Birch’s work is widely read and loved including by those who might normally avoid books, particularly teenage boys. Through his outreach work, he visits many schools to speak to students, and takes particular pleasure in returning to the two schools that expelled him, as both of his previous books are on the syllabus.

Janine Burke

Janine Burke is the award-winning author of books of art history, biography and fiction. Between 1977 and 1982, she lectured in art history at the Victorian College of the Arts before resigning to write full time. She has degrees in art history from the University of Melbourne, La Trobe University and Deakin University. She has written extensively on the Heide Circle, including Joy Hester, Dear Sun: The Letters of Joy Hester and Sunday Reed andThe Eye of the Beholder: Albert Tucker’s Photographs. Australian Gothic, her acclaimed biography of Tucker and the final book in the Heide quartet, The Heart Garden.
She has lectured extensively on art, curated exhibitions, written for newspapers and journals and acted as a consultant to films and documentaries.

Arnold Zable

Arnold Zable is one of Australia’s best-loved storytellers. He was born in Wellington, New Zealand, and grew up in the inner Melbourne suburb of Carlton. He has travelled and lived in the USA, India, Papua New Guinea, Europe, Southeast Asia and China, and now lives in Melbourne with his wife and son.

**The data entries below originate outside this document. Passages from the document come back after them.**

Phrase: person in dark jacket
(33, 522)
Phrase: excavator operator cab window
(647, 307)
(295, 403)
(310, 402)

Arnold is the award-winning and highly acclaimed author of the memoir Jewels and Ashes (1991) and the bestselling Café Scheherazade (2001), which was recently adapted for the stage. His other books includeThe Fig Tree (2002), Scraps of Heaven (2004) and Sea of Many Returns (2008) and the recent collection of true stories Violin Lessons (2011), which takes the reader on an intimate journey into the lives of people Arnold has met on travels over the last forty years.

Arnold is president of the International PEN, Melbourne, and is a human rights advocate. Formerly a lecturer at the University of Melbourne, he speaks and writes with passion about memory and history, displacement and community. His writing has appeared in the Age,Sydney Morning Herald, Monthly and a range of journals.